Filled, her car still wouldn't start; it just clicked when she turned the key. So, I negotiated another U-turn and we hooked up the charging cables again. With her pumping the gas, the engine finally caught and we detached. I followed her for a few miles until she turned into a development. I honked as I passed.

She introduced herself as Virginia. When she learned we were from Washington State, she reported that her daughter was stationed there. She didn't look nearly old enough to have a daughter of military age. I don't look old enough to have a military-aged granddaughter, either. She said she owned horses, which were far more reliable than her car. "They don't need fences. We free-range them. They stay close and always come when we call." She complained that her horse eats her flowers and even knocks down the fences she erects to protect them. That whole interaction consumed less than half an hour, but it reset my expectations for the drive across the reservation. I felt as though I knew a little more about what life might be like there than I would have had I not stopped to help.

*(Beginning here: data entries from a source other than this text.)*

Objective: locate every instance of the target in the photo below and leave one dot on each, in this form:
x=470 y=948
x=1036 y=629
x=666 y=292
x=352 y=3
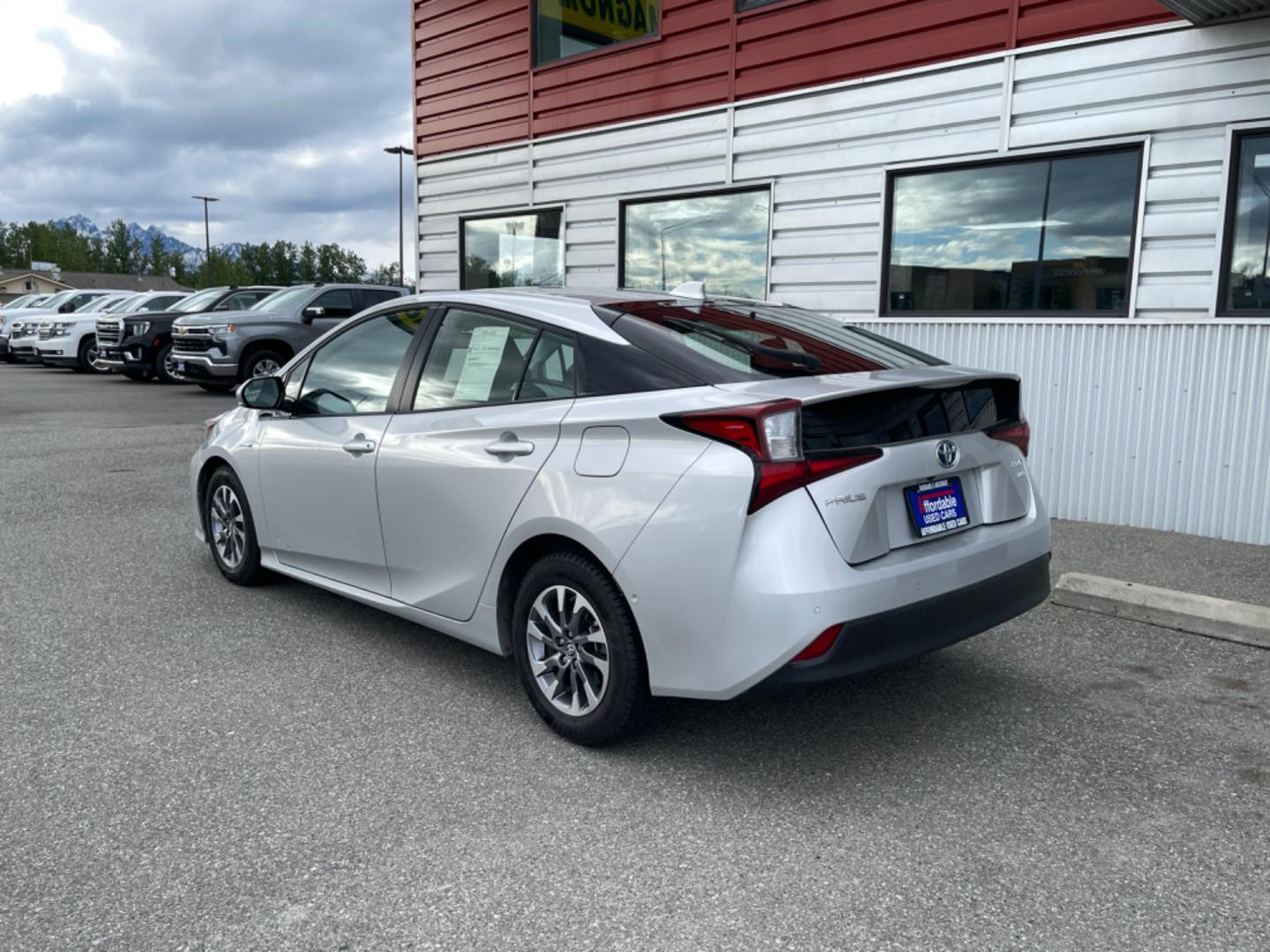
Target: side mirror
x=260 y=394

This explains why we toodle. We could have, and have in the past, chosen to take some road more commonly traveled. We were on a lonely road, one that could let us glimpse what life was like there, rather than merely facilitating our anonymous passage. We were not placed here to remain anonymous. We are expected to stop regardless of how inconvenient that might seem. We rearranged our carefully packed load to accommodate Virginia and her oversized gas can. Everything that has been rearranged can always be rearranged again.

Who knows where our toodling might take us today besides to our objective? The story's not yet written and only just barely planned. We could spend the rest of the week just investigating the Bighorns, but we have obligations at home, and we're already eight days gone. I will compromise on some of what I proposed for routes, and The Muse, our navigator, will insist on what ultimately works. Toodles work best when interrupted, even when disrupted. We can never know the purpose, whatever we plan. We dare not ever insist upon sticking to the plan. Happy Birthday to me!